With his latest book, "Mending Broken Soldiers: The Union and Confederate Programs to Supply Artificial Limbs", Guy R. Hasegawa, coeditor of "Years of Change and Suffering: Modern Perspectives on Civil War Medicine," director emeritus of the Society of Civil War Surgeons and a member the board of directors of the National Museum of Civil War Medicine, has written a detailed account of the Union and Confederate programs to supply their wounded warriors with serviceable prosthetics.
Mr. Hasegawa’s remarkably detailed research covers both the Union and the Confederate efforts to supply their maimed soldiers with artificial legs and arms, their manufacturers, their manufacture and durability, the approval process, their costs, their fitting, and their maintenance. No stone of this long neglected topic is left unturned. The narrative is tilted more towards the Union efforts rather than the Confederate, but that can easily be explained by the North’s superior record keeping and surpluses of manufacturers and material over their Southern counterparts.

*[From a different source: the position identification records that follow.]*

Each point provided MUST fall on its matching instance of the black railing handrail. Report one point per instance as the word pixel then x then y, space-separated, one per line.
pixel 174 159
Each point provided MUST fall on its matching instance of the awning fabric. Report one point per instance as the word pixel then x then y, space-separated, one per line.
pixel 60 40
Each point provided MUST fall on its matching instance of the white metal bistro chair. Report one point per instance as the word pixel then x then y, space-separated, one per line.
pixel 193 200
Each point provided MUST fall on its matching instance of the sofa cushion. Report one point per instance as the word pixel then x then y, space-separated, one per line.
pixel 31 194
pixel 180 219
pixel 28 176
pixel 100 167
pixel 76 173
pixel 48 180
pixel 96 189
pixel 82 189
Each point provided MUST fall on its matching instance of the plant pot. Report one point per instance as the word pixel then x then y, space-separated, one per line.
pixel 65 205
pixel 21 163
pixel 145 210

The author’s narrative is supported by two appendices: Makers and Inventors Associated with the Union and Confederate Artificial-Limbs Programs; and Artificial Limbs and Resection Apparatus Supplied to U.S. Soldiers and Sailors by May 10, 1866.
Too often many books published on the Civil War have subtitles such as “The Untold Story of the Civil War,” and most are topics that have been written about again and again. Guy Hasegawa’s “Mending Broken Soldiers” is one work that can justly claim (though it does not) that it is an “untold story” of the Civil War.